Using same entry P51587 as an example,

>>> import xmlschema
>>> schema = xmlschema.XMLSchema('https://www.uniprot.org/docs/uniprot.xsd')
>>> entry_dict = schema.to_dict('./P51587.xml')
>>> entry_dict.keys()
dict_keys(['@xsi:schemaLocation', 'entry', 'copyright'])
>>> content = entry_dict['entry'][0]
>>> list(content)[:6]
['@dataset', '@created', '@modified', '@version', 'accession', 'name']

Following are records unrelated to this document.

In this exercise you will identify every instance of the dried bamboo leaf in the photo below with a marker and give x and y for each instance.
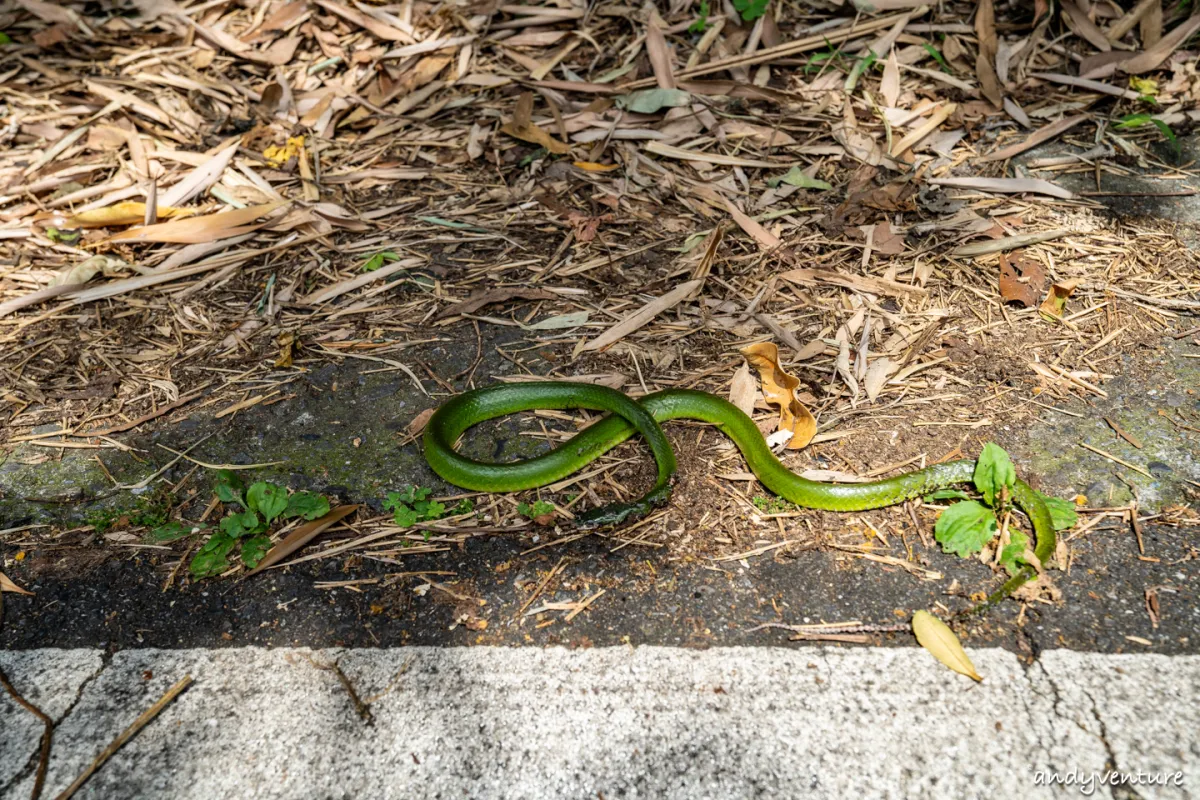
(6, 584)
(779, 389)
(1007, 186)
(936, 636)
(301, 536)
(743, 390)
(201, 229)
(640, 318)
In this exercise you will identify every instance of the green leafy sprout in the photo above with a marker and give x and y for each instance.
(255, 509)
(1133, 121)
(413, 505)
(937, 56)
(379, 259)
(751, 10)
(538, 510)
(967, 525)
(701, 23)
(772, 504)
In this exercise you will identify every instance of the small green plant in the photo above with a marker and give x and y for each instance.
(540, 511)
(772, 504)
(701, 23)
(413, 505)
(967, 525)
(751, 10)
(937, 56)
(256, 507)
(379, 259)
(1132, 121)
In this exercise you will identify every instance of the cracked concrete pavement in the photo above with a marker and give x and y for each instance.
(611, 722)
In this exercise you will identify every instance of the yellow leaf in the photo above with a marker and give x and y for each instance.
(1056, 300)
(279, 155)
(742, 390)
(123, 214)
(936, 636)
(779, 389)
(534, 134)
(201, 229)
(593, 167)
(522, 127)
(6, 584)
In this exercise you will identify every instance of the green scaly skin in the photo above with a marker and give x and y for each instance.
(643, 416)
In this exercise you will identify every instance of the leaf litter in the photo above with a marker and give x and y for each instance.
(838, 184)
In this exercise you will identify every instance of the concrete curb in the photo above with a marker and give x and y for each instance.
(611, 722)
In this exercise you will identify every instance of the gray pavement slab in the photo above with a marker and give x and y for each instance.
(610, 722)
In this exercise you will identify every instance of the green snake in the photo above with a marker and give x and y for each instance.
(643, 416)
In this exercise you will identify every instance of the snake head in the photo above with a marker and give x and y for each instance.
(618, 513)
(612, 515)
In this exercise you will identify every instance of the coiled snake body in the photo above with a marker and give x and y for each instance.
(643, 416)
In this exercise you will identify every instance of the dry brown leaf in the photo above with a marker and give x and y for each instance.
(487, 296)
(6, 584)
(760, 134)
(889, 85)
(660, 56)
(521, 127)
(199, 179)
(765, 238)
(1036, 138)
(301, 536)
(1008, 186)
(417, 427)
(670, 151)
(936, 636)
(885, 240)
(1056, 299)
(877, 377)
(857, 282)
(779, 389)
(201, 229)
(639, 318)
(1153, 56)
(743, 390)
(123, 214)
(985, 59)
(379, 29)
(1085, 26)
(1021, 280)
(1009, 242)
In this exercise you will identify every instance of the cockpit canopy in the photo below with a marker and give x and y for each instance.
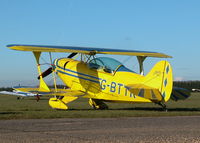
(109, 65)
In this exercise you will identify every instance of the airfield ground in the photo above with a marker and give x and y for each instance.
(28, 108)
(99, 130)
(30, 121)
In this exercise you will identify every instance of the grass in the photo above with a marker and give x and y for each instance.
(28, 108)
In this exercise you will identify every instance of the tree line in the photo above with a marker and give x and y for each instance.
(183, 84)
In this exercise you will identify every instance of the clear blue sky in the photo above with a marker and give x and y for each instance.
(167, 26)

I don’t need any custom code to read the XML content structurally. For example, to get all the accession IDs of this entry,

>>> content['accession']
['P51587', 'O00183', 'O15008', 'Q13879', 'Q5TBJ7']

To get the protein names,

>>> content['protein']
{'alternativeName': [{'fullName': 'Fanconi anemia group D1 protein'}],
 'recommendedName': {'fullName': 'Breast cancer type 2 susceptibility protein'}}

One can compare the dictionary converted result with the original XML. I’d like to end the demo with a more complicated example that finds all the sequence variants:

>>> seq_variants = filter(
...     lambda d: d['@type'] == 'sequence variant' and 'variation' in d,
...     content['feature'])
>>> [(d['location']['position']['@position'], 
...   d['original'], d['variation'][0])
...   for d in seq_variants][:10]
[(25, 'G', 'R'),
 (31, 'W', 'C'),
 (31, 'W', 'R'),
 (32, 'F', 'L'),
 (42, 'Y', 'C'),
 (53, 'K', 'R'),
 (60, 'N', 'S'),
 (64, 'T', 'I'),
 (75, 'A', 'P'),
 (81, 'F', 'L')]

Summary

Using UniProt’s XML and its schema can read all the data in a structured fashion without a custom parser. Once downloading the XML files of interest, one could basically query everything locally, which is very helpful to retrieve substantial information from UniProt, say, extracting all the citations for certain protein feature.

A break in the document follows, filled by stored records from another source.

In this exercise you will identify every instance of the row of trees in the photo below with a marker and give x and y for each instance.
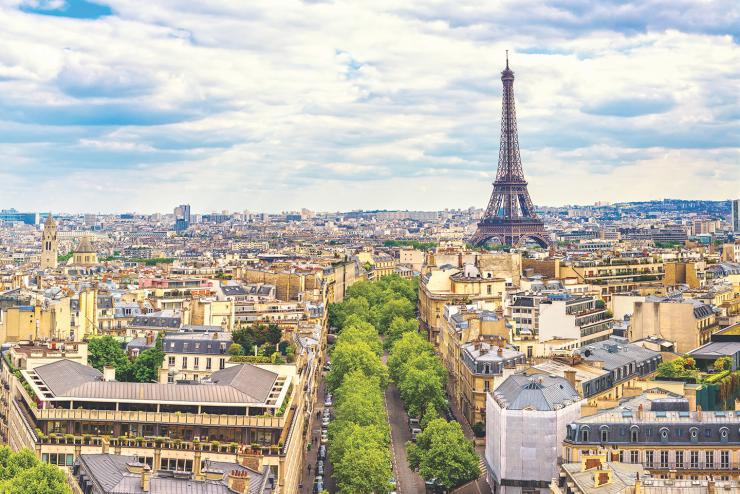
(360, 432)
(106, 350)
(23, 473)
(441, 451)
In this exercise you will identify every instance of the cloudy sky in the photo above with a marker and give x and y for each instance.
(334, 105)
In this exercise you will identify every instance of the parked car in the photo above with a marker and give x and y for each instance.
(414, 433)
(318, 485)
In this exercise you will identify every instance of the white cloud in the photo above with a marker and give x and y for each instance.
(363, 104)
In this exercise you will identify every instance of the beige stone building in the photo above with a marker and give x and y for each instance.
(688, 323)
(49, 244)
(482, 281)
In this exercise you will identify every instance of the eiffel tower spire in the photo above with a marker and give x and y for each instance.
(510, 217)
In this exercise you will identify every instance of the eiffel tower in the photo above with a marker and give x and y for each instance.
(510, 218)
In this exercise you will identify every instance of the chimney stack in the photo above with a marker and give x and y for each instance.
(570, 376)
(238, 481)
(109, 373)
(146, 475)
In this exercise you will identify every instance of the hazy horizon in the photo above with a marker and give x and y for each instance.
(120, 106)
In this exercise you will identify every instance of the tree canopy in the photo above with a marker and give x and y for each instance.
(443, 453)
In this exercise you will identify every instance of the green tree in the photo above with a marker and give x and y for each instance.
(422, 385)
(145, 368)
(398, 327)
(105, 350)
(364, 471)
(356, 306)
(274, 334)
(235, 349)
(408, 346)
(382, 315)
(348, 357)
(361, 331)
(722, 363)
(245, 338)
(441, 452)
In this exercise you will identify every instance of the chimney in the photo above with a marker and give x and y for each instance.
(146, 475)
(109, 373)
(570, 376)
(238, 482)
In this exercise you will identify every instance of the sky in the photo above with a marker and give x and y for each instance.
(124, 105)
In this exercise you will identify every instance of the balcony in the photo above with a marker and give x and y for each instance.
(203, 419)
(657, 465)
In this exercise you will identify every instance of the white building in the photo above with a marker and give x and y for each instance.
(526, 420)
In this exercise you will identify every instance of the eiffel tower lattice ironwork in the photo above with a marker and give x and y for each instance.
(510, 218)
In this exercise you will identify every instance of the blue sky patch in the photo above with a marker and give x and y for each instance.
(76, 9)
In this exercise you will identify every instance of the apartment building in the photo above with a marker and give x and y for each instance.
(193, 356)
(664, 436)
(573, 321)
(689, 323)
(253, 415)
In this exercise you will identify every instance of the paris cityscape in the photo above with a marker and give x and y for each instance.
(370, 248)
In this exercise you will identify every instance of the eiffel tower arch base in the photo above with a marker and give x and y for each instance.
(486, 233)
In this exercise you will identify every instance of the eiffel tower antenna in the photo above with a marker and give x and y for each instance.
(510, 218)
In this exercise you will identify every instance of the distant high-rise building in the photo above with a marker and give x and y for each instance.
(49, 244)
(182, 217)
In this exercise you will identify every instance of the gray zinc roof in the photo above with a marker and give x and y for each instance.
(240, 384)
(542, 393)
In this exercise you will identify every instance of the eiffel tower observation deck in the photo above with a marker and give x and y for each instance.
(510, 218)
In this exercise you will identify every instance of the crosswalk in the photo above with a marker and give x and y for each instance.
(482, 466)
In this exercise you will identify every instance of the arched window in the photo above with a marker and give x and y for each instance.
(634, 434)
(664, 434)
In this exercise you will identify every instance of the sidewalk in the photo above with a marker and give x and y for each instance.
(481, 485)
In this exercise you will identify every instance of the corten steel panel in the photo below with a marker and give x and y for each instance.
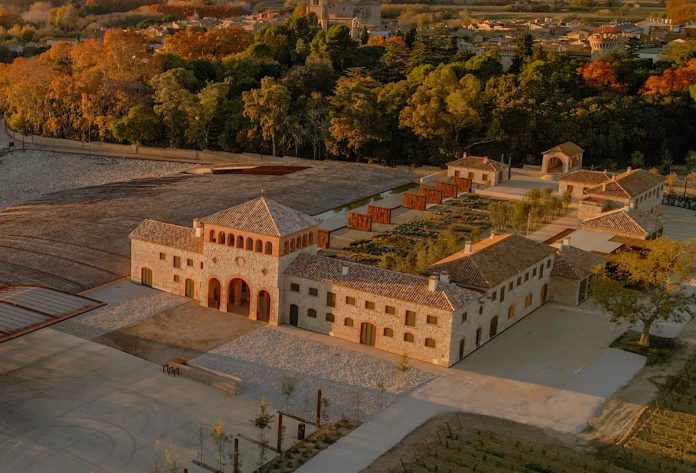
(463, 184)
(379, 214)
(323, 238)
(359, 222)
(432, 195)
(448, 189)
(414, 201)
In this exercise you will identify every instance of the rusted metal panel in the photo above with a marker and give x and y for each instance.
(432, 195)
(379, 214)
(359, 222)
(414, 201)
(449, 190)
(323, 238)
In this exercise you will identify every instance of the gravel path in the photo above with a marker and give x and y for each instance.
(127, 303)
(357, 385)
(26, 176)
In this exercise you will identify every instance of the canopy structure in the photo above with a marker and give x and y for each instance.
(24, 309)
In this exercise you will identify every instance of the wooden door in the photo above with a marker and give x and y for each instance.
(367, 334)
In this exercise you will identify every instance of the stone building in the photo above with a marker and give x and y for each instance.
(561, 159)
(572, 274)
(259, 259)
(480, 169)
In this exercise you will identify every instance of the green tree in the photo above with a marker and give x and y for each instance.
(268, 106)
(649, 286)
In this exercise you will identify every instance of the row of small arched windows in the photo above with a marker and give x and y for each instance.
(240, 242)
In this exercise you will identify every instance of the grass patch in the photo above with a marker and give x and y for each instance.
(661, 349)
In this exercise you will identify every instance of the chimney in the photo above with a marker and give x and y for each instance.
(198, 227)
(432, 282)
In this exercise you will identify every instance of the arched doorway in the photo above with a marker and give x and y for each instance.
(367, 334)
(294, 314)
(493, 329)
(146, 277)
(263, 307)
(214, 294)
(238, 297)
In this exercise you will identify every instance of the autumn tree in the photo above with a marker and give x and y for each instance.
(268, 106)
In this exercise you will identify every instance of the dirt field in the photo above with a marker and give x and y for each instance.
(184, 331)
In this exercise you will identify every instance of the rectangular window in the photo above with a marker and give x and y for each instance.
(410, 318)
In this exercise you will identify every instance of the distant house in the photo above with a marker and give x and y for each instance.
(573, 270)
(561, 159)
(480, 169)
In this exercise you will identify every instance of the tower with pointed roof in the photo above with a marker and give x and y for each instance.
(246, 249)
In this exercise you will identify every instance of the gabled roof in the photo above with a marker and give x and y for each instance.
(629, 184)
(382, 282)
(586, 176)
(483, 163)
(263, 216)
(624, 221)
(574, 263)
(492, 261)
(568, 148)
(168, 234)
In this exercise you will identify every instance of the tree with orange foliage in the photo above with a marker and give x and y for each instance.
(601, 75)
(671, 80)
(212, 44)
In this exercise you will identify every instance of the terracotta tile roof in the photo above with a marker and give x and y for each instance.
(568, 148)
(492, 261)
(381, 282)
(574, 263)
(628, 185)
(477, 162)
(624, 221)
(263, 216)
(168, 234)
(586, 176)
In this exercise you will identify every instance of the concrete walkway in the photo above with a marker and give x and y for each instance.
(552, 370)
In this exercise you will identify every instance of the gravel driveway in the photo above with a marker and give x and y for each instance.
(28, 175)
(357, 385)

XML schema really helps users to understand the data structure and it also helps the database developers validate their data export. I hope someday all the databases should have this validation enforced.

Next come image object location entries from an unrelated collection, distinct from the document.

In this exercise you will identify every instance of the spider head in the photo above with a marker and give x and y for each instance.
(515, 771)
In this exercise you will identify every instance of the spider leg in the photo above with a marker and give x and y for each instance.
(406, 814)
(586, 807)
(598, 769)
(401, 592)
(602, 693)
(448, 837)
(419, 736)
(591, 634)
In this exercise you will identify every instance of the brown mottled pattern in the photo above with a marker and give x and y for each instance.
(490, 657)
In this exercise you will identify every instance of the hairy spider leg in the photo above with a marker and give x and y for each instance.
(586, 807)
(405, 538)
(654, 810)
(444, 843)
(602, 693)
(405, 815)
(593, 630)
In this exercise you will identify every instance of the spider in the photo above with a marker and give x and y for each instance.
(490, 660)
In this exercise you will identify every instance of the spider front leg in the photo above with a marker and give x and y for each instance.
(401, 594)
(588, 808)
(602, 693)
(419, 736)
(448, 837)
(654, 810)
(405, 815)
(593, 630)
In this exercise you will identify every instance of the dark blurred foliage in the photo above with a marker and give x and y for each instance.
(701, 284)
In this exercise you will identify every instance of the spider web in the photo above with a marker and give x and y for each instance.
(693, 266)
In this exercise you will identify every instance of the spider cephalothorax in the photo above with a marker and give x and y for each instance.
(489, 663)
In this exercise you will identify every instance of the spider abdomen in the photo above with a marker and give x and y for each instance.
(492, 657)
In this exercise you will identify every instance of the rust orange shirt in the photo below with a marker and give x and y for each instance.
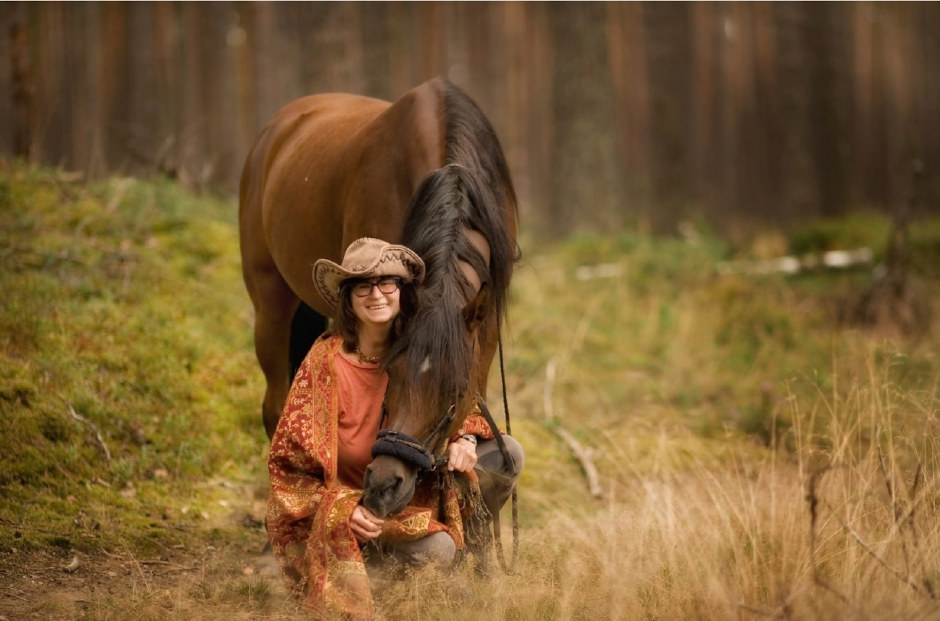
(361, 393)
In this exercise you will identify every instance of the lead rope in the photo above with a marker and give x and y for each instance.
(498, 539)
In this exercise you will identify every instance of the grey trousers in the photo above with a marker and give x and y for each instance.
(497, 478)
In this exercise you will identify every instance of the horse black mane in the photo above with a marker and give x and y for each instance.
(472, 191)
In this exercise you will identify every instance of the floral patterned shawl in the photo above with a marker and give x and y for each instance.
(309, 508)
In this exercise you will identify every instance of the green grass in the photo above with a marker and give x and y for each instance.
(130, 398)
(123, 320)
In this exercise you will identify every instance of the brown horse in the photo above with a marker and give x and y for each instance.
(426, 171)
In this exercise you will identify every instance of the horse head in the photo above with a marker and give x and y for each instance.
(438, 367)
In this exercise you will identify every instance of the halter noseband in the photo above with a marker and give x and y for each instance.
(410, 449)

However, one may find XML format tedious and not human-friendly to read. JSON has been popular and used heavily by RESTful APIs. The specification of JSON schema exists, but it is not a W3C standard yet.

SPARQL and RDF, part of the attempt for the Semantic web can be a universal query interface solving the same problem more elegantly, though the entry level is a bit high with limited learning resources available.

For now, reading bulk data in XML with its schema seems to be the mature way to go with abundant support.